For my first trip to explore my new home country, Jordan, I decided on a must do, the Dead Sea. It was not high on my list, and I will be honest with you, I was a little scared about getting in the water. There are numerous stories about people who have dunked their heads under the salty water, or have it squirm its way into somebody’s forgotten cut, and then having to deal with that discomfort for the rest of the day. I have had several mosquito bites that have been healing, and I didn’t not want to literally pour salt into that wound.

But the salty shores are one of those things you have to experience while you are out here, and considering I won a free night at one of the hotels by the Dead Sea through a raffle at my new school, I figured this would be the perfect time to go and check it out.

First, it is quite the descent from the high elevation of Amman. The whole trip down was literally down the mountain from 1000 meters all the way to 400 meters below sea level. My ancient Mitsubishi Lancer did a great job going down, but I am worried if the two cylinder car will be able to make it back up that hill when it is time to go back home. It is something that I can’t worry about right now. Instead, I had to make the most of my time at the lowest point of land on the Earth.

The water has a very high buoyancy level. I have heard about how it is impossible to sink in it because of the level of salt that is found in the water, and there is a lot of truth to that claim. All I had to do was raise my feet off of the floor, and they floated to the top of the water on their own, and I was able to relax as if I was on one of those six feet floaties that people put into pools so they can stay dry and still read their books.

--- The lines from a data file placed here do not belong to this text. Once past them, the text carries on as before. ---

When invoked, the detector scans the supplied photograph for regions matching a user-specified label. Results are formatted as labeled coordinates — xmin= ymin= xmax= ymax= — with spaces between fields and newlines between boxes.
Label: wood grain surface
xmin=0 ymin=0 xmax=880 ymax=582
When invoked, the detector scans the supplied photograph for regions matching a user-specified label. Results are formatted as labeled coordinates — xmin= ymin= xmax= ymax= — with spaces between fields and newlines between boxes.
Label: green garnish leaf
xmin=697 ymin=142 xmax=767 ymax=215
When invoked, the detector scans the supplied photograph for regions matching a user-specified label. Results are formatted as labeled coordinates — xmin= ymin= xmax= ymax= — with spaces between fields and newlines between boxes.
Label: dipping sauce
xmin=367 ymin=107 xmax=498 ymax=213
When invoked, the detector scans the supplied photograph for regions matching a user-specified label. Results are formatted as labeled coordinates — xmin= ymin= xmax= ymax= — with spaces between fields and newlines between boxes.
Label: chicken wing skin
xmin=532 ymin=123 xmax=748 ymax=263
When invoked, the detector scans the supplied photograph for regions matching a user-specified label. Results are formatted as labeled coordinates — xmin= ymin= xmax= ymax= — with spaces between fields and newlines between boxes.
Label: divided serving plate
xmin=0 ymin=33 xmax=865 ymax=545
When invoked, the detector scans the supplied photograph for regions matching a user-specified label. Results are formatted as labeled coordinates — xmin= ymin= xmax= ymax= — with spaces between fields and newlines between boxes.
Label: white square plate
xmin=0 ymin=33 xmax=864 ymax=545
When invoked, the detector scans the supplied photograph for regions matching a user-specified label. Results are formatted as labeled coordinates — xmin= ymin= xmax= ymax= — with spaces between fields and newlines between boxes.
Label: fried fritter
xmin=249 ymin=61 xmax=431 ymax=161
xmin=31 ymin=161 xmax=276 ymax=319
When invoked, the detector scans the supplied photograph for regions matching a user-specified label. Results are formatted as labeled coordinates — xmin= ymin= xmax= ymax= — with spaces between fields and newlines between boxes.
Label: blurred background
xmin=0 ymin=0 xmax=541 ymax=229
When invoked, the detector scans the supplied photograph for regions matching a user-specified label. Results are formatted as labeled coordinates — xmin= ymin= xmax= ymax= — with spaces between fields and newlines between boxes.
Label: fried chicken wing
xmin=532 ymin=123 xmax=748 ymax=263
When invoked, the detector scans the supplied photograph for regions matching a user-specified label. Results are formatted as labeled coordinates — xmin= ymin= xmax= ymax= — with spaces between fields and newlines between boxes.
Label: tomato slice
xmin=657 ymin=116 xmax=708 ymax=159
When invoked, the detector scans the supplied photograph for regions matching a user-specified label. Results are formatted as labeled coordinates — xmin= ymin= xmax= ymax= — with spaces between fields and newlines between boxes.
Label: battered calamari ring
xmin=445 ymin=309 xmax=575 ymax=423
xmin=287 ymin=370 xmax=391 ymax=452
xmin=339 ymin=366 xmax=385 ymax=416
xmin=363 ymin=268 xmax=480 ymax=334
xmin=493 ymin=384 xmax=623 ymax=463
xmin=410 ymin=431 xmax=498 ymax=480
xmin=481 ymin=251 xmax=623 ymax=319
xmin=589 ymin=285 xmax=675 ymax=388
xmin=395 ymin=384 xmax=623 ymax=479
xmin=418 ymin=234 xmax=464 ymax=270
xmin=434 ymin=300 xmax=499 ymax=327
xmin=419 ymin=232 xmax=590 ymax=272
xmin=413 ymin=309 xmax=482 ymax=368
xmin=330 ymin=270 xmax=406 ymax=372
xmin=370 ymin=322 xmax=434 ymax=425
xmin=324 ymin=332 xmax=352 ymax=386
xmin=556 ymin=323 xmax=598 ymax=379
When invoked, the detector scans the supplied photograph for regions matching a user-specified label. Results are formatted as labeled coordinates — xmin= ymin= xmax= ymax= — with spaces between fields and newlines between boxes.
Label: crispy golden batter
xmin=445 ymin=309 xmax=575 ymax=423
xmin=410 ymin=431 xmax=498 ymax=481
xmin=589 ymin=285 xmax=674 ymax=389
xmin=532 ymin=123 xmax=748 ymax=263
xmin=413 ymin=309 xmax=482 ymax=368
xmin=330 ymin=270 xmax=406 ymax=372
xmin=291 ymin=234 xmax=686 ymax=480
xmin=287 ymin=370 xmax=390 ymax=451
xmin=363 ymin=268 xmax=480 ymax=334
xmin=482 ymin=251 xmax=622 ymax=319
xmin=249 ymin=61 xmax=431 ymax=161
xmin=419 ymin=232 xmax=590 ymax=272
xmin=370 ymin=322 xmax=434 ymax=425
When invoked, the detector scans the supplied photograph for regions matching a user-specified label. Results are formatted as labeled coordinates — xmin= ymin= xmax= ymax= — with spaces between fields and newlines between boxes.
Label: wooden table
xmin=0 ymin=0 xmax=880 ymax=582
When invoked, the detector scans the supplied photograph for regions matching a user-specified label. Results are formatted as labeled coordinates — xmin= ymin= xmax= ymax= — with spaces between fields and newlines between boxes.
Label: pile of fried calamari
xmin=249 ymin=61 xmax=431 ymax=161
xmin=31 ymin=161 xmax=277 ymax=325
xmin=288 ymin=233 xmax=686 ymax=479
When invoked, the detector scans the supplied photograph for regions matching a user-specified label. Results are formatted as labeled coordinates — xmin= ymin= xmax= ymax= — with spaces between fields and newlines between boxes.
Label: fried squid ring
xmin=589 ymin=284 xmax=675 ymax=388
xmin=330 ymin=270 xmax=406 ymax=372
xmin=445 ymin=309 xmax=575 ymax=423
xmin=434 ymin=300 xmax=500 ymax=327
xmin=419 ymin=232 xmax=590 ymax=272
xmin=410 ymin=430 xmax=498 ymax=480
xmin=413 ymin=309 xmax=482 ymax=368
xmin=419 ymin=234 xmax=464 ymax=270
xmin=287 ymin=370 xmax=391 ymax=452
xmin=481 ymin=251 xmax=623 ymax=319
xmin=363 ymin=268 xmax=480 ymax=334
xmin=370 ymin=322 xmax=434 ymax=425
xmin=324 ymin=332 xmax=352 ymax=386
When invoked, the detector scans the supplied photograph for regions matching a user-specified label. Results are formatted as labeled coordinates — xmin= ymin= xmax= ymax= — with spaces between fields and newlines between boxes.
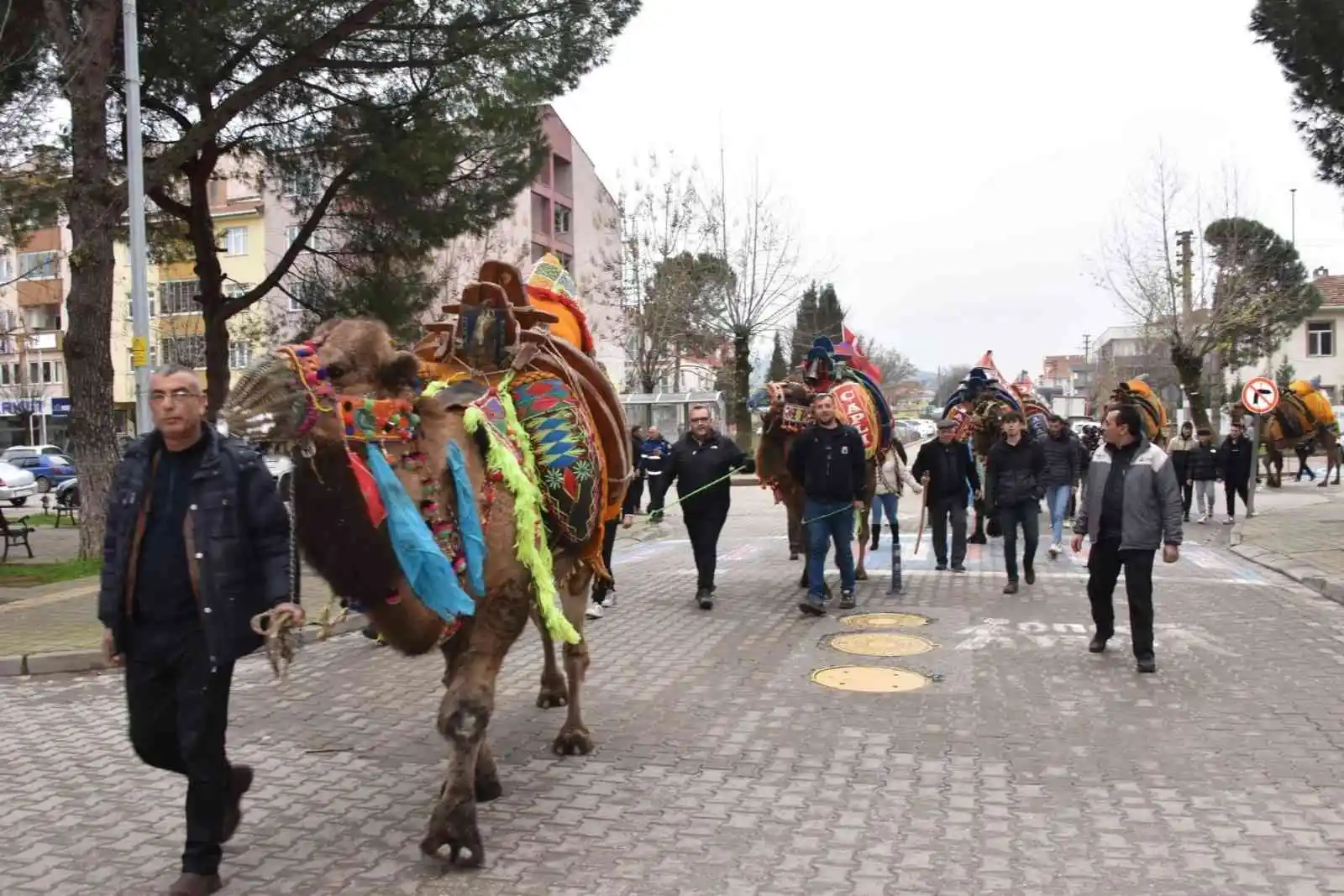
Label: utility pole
xmin=121 ymin=0 xmax=153 ymax=434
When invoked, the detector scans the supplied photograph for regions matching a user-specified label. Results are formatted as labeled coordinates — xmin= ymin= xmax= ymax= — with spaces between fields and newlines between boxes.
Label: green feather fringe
xmin=462 ymin=406 xmax=580 ymax=643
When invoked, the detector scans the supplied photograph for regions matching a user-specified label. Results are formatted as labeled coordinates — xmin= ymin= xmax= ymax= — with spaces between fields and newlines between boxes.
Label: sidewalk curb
xmin=0 ymin=612 xmax=368 ymax=679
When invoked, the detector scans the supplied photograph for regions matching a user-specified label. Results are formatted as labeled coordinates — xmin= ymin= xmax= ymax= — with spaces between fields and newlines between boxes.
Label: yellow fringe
xmin=462 ymin=399 xmax=580 ymax=643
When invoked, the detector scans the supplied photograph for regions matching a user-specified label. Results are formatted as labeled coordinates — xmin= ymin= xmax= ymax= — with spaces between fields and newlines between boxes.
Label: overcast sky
xmin=555 ymin=0 xmax=1344 ymax=375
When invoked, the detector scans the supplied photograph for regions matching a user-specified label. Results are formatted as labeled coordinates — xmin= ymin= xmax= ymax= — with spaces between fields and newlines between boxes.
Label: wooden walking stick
xmin=916 ymin=473 xmax=929 ymax=553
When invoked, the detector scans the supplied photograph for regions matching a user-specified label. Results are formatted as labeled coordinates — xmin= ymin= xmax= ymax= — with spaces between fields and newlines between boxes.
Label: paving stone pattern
xmin=0 ymin=489 xmax=1344 ymax=896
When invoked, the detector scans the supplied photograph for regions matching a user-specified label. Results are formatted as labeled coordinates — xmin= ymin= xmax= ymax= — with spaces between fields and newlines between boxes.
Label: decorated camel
xmin=1259 ymin=378 xmax=1341 ymax=489
xmin=748 ymin=336 xmax=892 ymax=587
xmin=224 ymin=257 xmax=630 ymax=865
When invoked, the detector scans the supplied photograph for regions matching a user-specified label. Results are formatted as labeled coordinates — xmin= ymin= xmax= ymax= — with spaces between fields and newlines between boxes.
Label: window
xmin=159 ymin=280 xmax=200 ymax=314
xmin=1306 ymin=321 xmax=1335 ymax=358
xmin=156 ymin=333 xmax=206 ymax=369
xmin=224 ymin=227 xmax=247 ymax=255
xmin=18 ymin=253 xmax=56 ymax=280
xmin=228 ymin=340 xmax=251 ymax=371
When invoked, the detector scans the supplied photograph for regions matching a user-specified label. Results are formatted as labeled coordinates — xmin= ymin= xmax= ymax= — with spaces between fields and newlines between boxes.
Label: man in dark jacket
xmin=1218 ymin=422 xmax=1255 ymax=525
xmin=985 ymin=411 xmax=1048 ymax=594
xmin=665 ymin=405 xmax=755 ymax=610
xmin=789 ymin=392 xmax=869 ymax=616
xmin=1073 ymin=405 xmax=1181 ymax=673
xmin=98 ymin=365 xmax=302 ymax=896
xmin=910 ymin=421 xmax=979 ymax=572
xmin=1040 ymin=414 xmax=1079 ymax=560
xmin=634 ymin=426 xmax=672 ymax=522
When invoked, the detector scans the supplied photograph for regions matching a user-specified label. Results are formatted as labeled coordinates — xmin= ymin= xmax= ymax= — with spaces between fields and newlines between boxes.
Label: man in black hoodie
xmin=985 ymin=411 xmax=1046 ymax=594
xmin=664 ymin=405 xmax=755 ymax=610
xmin=789 ymin=394 xmax=869 ymax=616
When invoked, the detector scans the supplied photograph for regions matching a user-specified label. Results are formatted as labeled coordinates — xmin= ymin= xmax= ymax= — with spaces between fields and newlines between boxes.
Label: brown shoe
xmin=222 ymin=766 xmax=253 ymax=849
xmin=168 ymin=872 xmax=224 ymax=896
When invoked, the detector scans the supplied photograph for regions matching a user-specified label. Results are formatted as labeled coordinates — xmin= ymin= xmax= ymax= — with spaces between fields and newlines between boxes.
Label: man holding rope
xmin=663 ymin=405 xmax=755 ymax=610
xmin=789 ymin=392 xmax=869 ymax=616
xmin=98 ymin=364 xmax=304 ymax=896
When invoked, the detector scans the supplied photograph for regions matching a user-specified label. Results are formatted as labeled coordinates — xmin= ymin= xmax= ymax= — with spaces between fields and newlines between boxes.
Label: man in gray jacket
xmin=1073 ymin=405 xmax=1181 ymax=672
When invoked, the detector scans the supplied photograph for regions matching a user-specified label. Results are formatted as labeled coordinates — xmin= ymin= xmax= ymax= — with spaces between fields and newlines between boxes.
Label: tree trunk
xmin=728 ymin=327 xmax=755 ymax=454
xmin=49 ymin=0 xmax=123 ymax=558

The water wasn’t that bad either. It was really warm, and though my cuts did ache a little bit, it wasn’t the excruciating pain that I thought I would have experienced. There is a little bit of a routine that you are supposed to participate in to make the most out of the experience. First, I hopped into the water to become accustomed to it. When I got out, I quickly rinsed off, and then lathered up with mud that they kept in huge stone vessels on the beach. It is supposed to be good for your skin. Some people covered themselves from head to toe, but I went for a more sparse amount, only covering my limbs and my chest. I then sat down to let the mud dry before getting back in the water and feeling the exfoliating experience that comes with the combination. Though the mud was a little slimy to put on, it was worth the experience because it felt really good when I got back into the water.

It made for a fun day that I won’t soon forget. It is not everyday that you can get slathered up in mud and float in an ocean without any assistance, and feel great out afterwards. I can easily see why it is one of the places that people make sure they visit when they come out to Jordan, and it has gotten me more excited about what adventures I am going be able to encounter.